Lastly, I want to say, as I have in other posts to other threads, that spanking is not as effective for some children as it is for others. Kids have different personalities. Some can simply be reasoned with, but some cannot easily be reasoned with. There are children for whom spanking will only very VERY rarely (like one or twice over the course of 18 years), or NEVER, be necessary, because they don't get into too much trouble, and/or they respond well to other forms of discipline.

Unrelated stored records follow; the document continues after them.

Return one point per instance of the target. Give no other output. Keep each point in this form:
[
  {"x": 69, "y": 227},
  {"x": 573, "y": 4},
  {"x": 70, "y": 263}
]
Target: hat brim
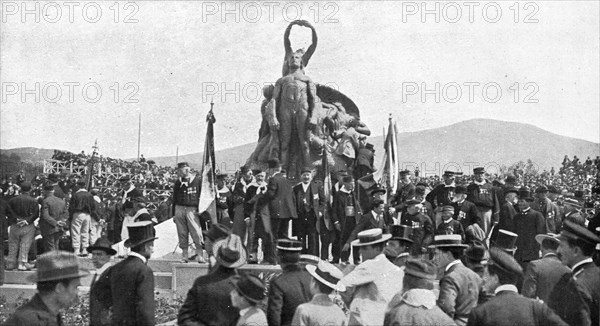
[
  {"x": 109, "y": 251},
  {"x": 311, "y": 269},
  {"x": 128, "y": 243},
  {"x": 241, "y": 261},
  {"x": 81, "y": 273},
  {"x": 384, "y": 237}
]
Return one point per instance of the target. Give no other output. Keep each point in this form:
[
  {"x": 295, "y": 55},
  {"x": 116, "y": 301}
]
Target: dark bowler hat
[
  {"x": 401, "y": 232},
  {"x": 371, "y": 237},
  {"x": 140, "y": 233},
  {"x": 230, "y": 252},
  {"x": 327, "y": 274},
  {"x": 376, "y": 190},
  {"x": 250, "y": 287},
  {"x": 217, "y": 232},
  {"x": 448, "y": 241},
  {"x": 53, "y": 177},
  {"x": 575, "y": 231},
  {"x": 460, "y": 189},
  {"x": 104, "y": 245},
  {"x": 525, "y": 193},
  {"x": 506, "y": 240},
  {"x": 55, "y": 266},
  {"x": 420, "y": 268},
  {"x": 289, "y": 245},
  {"x": 476, "y": 252},
  {"x": 505, "y": 262}
]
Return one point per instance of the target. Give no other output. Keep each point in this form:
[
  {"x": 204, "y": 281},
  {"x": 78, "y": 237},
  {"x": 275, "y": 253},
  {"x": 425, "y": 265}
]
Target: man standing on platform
[
  {"x": 25, "y": 210},
  {"x": 291, "y": 288},
  {"x": 100, "y": 295},
  {"x": 344, "y": 213},
  {"x": 442, "y": 195},
  {"x": 309, "y": 204},
  {"x": 54, "y": 218},
  {"x": 483, "y": 194},
  {"x": 186, "y": 195},
  {"x": 132, "y": 281}
]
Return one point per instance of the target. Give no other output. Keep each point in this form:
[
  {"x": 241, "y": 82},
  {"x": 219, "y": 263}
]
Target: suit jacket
[
  {"x": 101, "y": 299},
  {"x": 34, "y": 313},
  {"x": 286, "y": 293},
  {"x": 459, "y": 292},
  {"x": 510, "y": 308},
  {"x": 280, "y": 198},
  {"x": 208, "y": 301},
  {"x": 527, "y": 226},
  {"x": 54, "y": 210},
  {"x": 132, "y": 288},
  {"x": 542, "y": 275}
]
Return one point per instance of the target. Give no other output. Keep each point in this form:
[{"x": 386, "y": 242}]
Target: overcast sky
[{"x": 172, "y": 57}]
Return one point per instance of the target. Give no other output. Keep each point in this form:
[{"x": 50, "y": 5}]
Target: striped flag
[{"x": 208, "y": 194}]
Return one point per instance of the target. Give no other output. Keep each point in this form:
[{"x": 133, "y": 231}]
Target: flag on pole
[{"x": 208, "y": 194}]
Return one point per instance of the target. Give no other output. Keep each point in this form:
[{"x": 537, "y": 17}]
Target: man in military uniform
[
  {"x": 291, "y": 288},
  {"x": 422, "y": 227},
  {"x": 508, "y": 307},
  {"x": 58, "y": 278},
  {"x": 459, "y": 286},
  {"x": 577, "y": 245},
  {"x": 483, "y": 194}
]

HOWEVER, there are also other children who do NOT respond very well to other forms of discipline, but do respond very well to a proper spanking, when necessary. For example, for some kids, grounding them (preventing them from participating in activities that stimulate intellectual/emotional growth and social interaction) is very detrimental, to the point of traumatic. Frequently grounding such a 14.y.o. boy is a really BAD idea. Sometimes such a boy would very much prefer to receive a spanking so his punishment is over and done with quickly, and he can get back to playing with his friends. Gounding such a kid, if it is ineffective, is just as pointless as is spanking another kid for whom spanking is ineffective.
I raised two sons and a daughter. Today, they each have postgraduate degrees (one is a medical doctor, one is a commercial real estate development manager, and one is a professional educator). I spanked the medical doctor a lot (my eldest son). I almost never spanked the real estate development manager (my younger son). I spanked the educator (my daughter) more than her younger brother, but less than her older brother. Parents who think that it's only “fair” to use exactly the same child rearing approach with each of their children are probably going to find out that treating children with different personalities exactly the same will be disastrous! It is a parent's responsibility to figure out what works for the benefit of each child.